Being the son of an immigrant from Hungary, I can’t help but notice stories about that charming country with the notoriously difficult language. As it happens, Hungary has made the news for an unfortunate reason: it is near an Iceland-style economic collapse (Wall Street Journal, March 25). And its plight has a lesson for us.

Central Europe has generally been hit hard by this recession, since its nations had, to begin with, smaller and more fragile economies than the other European countries. This, in turn, was the result of having two generations of economic growth stolen from them by Soviet-imposed socialism. But Hungary is in far worse shape than the other Eastern European lands, and it is begging for help from the EU and the IMF. Its currency has plummeted in value, and although it was able to float bonds to cover its burgeoning deficit, investors stopped buying them late last year.

The cause of Hungary’s financial crisis is its runaway pension system. The numbers are astonishing: there are 3 million people receiving government pensions – in a nation of only 10 million! That’s right: 30% of the country is on government support. Pension outlays are now 10% of the entire GDP.

Why? To begin with, Hungary has a wide variety of categories of people eligible for state pensions. It gives pensions not only to retirees and the disabled, but to ordinary accident victims, military veterans, police veterans, widows, farmers, and miners.

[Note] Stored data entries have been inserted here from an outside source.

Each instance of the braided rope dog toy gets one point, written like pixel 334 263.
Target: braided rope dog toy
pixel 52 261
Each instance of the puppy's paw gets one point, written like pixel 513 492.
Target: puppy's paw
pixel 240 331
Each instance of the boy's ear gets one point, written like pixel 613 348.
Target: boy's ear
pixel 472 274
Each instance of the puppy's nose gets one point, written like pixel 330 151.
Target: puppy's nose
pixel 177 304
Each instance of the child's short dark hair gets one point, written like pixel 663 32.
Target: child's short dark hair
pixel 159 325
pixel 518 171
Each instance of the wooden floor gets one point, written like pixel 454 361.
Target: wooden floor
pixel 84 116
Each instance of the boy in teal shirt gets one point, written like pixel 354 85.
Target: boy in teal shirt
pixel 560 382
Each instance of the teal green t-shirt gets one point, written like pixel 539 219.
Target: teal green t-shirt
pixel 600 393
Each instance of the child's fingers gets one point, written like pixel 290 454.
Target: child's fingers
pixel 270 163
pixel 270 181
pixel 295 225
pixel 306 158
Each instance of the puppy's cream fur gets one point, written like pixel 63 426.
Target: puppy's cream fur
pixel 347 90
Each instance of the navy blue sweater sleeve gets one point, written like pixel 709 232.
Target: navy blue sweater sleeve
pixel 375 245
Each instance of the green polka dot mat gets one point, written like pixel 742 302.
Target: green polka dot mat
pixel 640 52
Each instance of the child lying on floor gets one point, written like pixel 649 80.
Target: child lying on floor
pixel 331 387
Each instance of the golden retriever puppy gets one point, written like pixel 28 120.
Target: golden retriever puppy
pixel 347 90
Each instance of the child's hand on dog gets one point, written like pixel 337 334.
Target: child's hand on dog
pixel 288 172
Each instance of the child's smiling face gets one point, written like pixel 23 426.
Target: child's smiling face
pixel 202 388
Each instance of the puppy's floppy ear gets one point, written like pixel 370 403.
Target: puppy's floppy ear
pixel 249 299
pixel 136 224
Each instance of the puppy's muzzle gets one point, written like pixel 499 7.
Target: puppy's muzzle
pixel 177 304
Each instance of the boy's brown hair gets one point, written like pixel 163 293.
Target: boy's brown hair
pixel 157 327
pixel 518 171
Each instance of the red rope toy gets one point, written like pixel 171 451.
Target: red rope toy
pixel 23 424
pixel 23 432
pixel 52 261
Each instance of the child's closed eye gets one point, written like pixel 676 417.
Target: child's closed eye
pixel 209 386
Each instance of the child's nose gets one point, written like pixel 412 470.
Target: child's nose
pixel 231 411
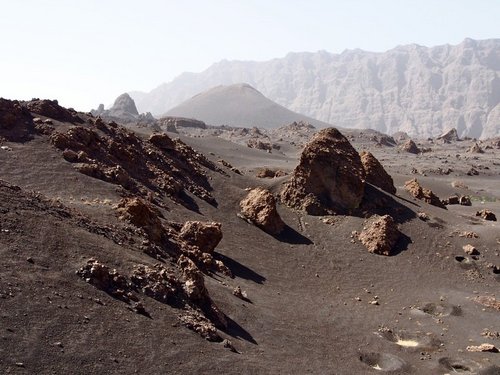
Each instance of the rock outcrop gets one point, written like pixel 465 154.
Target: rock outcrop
pixel 475 149
pixel 411 147
pixel 259 207
pixel 449 136
pixel 329 177
pixel 419 192
pixel 380 235
pixel 203 235
pixel 486 215
pixel 376 174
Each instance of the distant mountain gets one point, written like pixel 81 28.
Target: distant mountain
pixel 238 105
pixel 123 109
pixel 419 90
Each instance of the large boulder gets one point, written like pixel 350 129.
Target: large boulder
pixel 380 235
pixel 419 192
pixel 486 215
pixel 259 207
pixel 411 147
pixel 142 215
pixel 449 136
pixel 124 106
pixel 376 174
pixel 203 235
pixel 329 177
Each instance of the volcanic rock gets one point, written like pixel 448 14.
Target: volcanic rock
pixel 483 348
pixel 380 235
pixel 449 136
pixel 52 109
pixel 16 123
pixel 329 177
pixel 259 206
pixel 142 215
pixel 475 149
pixel 259 145
pixel 103 278
pixel 411 147
pixel 419 192
pixel 376 174
pixel 486 215
pixel 464 200
pixel 203 235
pixel 123 106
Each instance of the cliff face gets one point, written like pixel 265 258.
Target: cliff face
pixel 422 91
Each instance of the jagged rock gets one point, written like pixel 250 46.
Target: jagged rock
pixel 329 177
pixel 142 215
pixel 204 235
pixel 454 199
pixel 419 192
pixel 259 207
pixel 380 235
pixel 162 141
pixel 486 215
pixel 464 200
pixel 470 250
pixel 16 123
pixel 201 325
pixel 103 278
pixel 157 282
pixel 52 109
pixel 475 149
pixel 259 145
pixel 411 147
pixel 376 174
pixel 449 136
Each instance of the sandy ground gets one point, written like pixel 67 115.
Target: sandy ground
pixel 310 292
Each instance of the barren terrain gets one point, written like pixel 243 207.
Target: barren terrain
pixel 314 300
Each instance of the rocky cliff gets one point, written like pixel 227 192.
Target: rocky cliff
pixel 419 90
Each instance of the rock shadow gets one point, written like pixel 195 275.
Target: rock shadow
pixel 401 244
pixel 378 202
pixel 291 236
pixel 239 269
pixel 235 330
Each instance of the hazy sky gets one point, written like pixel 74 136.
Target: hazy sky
pixel 86 52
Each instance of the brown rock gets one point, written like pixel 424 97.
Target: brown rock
pixel 380 235
pixel 483 348
pixel 329 177
pixel 259 206
pixel 142 215
pixel 52 109
pixel 376 174
pixel 204 235
pixel 471 250
pixel 486 215
pixel 419 192
pixel 411 147
pixel 475 149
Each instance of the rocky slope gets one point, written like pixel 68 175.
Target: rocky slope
pixel 422 91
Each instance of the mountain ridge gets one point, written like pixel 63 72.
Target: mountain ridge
pixel 423 91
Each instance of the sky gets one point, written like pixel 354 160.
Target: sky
pixel 86 52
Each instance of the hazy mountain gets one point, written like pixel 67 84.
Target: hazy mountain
pixel 422 91
pixel 238 105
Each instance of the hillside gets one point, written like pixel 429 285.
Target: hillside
pixel 127 252
pixel 238 105
pixel 422 91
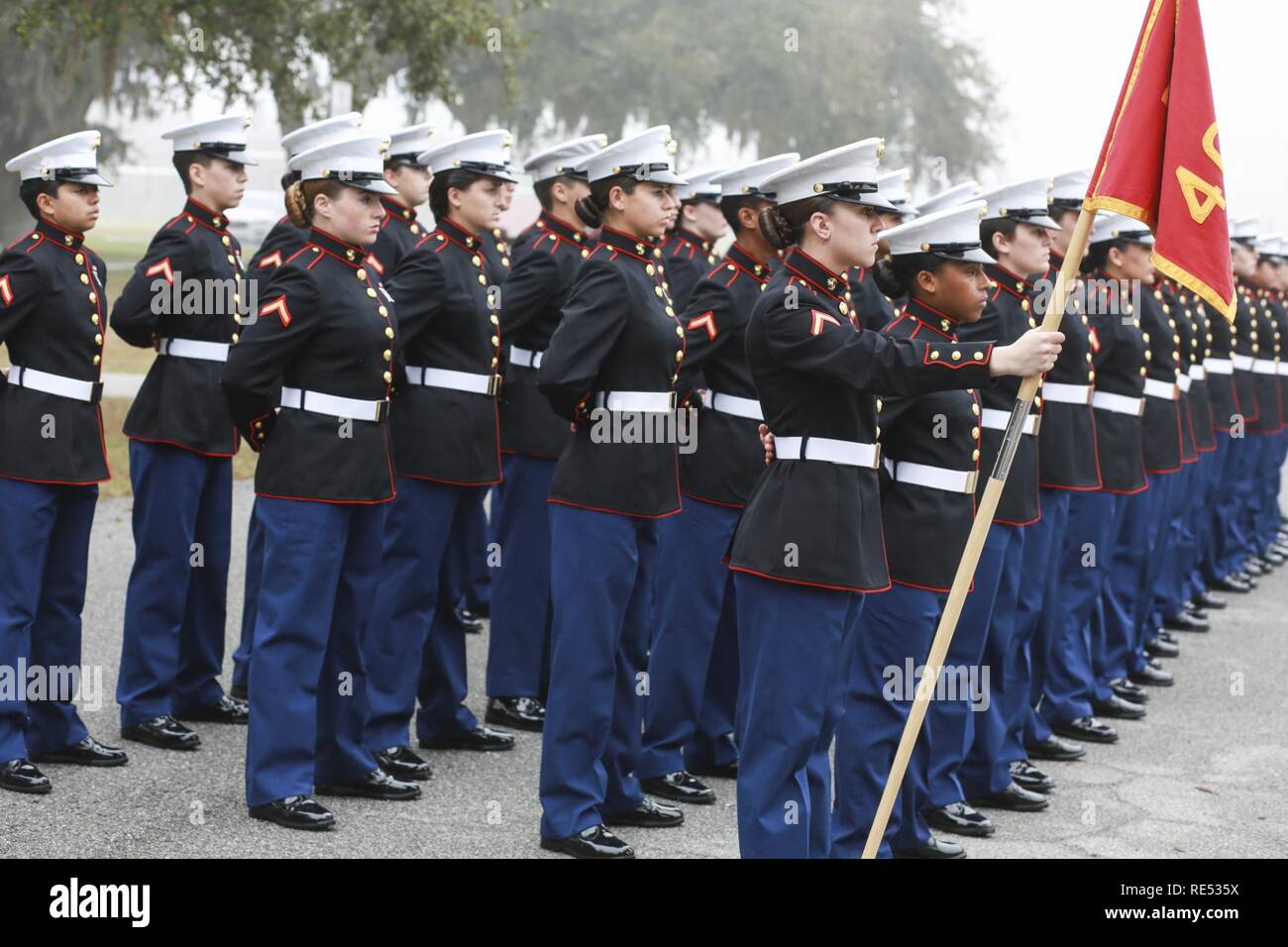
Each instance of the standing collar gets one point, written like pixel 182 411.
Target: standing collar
pixel 694 239
pixel 553 224
pixel 198 211
pixel 458 234
pixel 398 210
pixel 623 243
pixel 340 249
pixel 931 317
pixel 69 240
pixel 739 257
pixel 1017 285
pixel 815 273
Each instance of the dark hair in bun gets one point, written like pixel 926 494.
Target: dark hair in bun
pixel 785 226
pixel 592 209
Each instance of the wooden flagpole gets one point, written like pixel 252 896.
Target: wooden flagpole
pixel 975 543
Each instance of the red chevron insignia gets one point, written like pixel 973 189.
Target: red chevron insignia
pixel 706 321
pixel 161 268
pixel 820 318
pixel 277 305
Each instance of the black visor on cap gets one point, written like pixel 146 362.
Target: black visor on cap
pixel 228 151
pixel 81 175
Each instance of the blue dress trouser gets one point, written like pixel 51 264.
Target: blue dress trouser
pixel 1121 651
pixel 175 603
pixel 44 547
pixel 984 770
pixel 1147 609
pixel 697 598
pixel 1024 668
pixel 1083 565
pixel 250 598
pixel 951 716
pixel 795 643
pixel 1239 540
pixel 518 655
pixel 406 633
pixel 307 680
pixel 893 638
pixel 1205 570
pixel 603 566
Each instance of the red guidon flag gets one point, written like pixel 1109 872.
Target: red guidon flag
pixel 1160 162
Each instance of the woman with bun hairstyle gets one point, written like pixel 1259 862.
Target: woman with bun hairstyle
pixel 325 338
pixel 610 368
pixel 446 453
pixel 928 468
pixel 809 545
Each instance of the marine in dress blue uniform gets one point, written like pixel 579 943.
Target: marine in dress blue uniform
pixel 1087 673
pixel 309 389
pixel 690 250
pixel 181 444
pixel 1068 472
pixel 446 453
pixel 876 309
pixel 400 230
pixel 52 324
pixel 979 772
pixel 610 368
pixel 532 437
pixel 278 245
pixel 694 661
pixel 930 466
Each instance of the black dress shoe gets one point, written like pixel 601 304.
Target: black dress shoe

And the criteria for receiving a pension in any category are loose.

For example, the average age of people on retirement pensions is only 58. By comparison, more than 50% of Americans between 60 and 64 are working, but only 14% of Hungarians in that age range are.

The Socialist Prime Minister, Ferenc Gyurcsany, has just resigned. Whoever replaces him faces a tough challenge: cutting back the pension system is absolutely essential, but such a huge percentage of the population is on the dole that getting reforms through the legislature will be difficult. As Peter Holtzer (chairman of the panel of experts appointed by the government to study the pension crisis) put it, the ultimate problem the nation faces is that 40 years of communism have left a legacy of dependence on the state.

Our country is headed in the same direction. We, too, have retirement, disability, and healthcare obligations that are exploding at all levels of government, and 70 years of the New Deal have left us also with a mentality of dependence on the state. Our president wants to increase that dependence.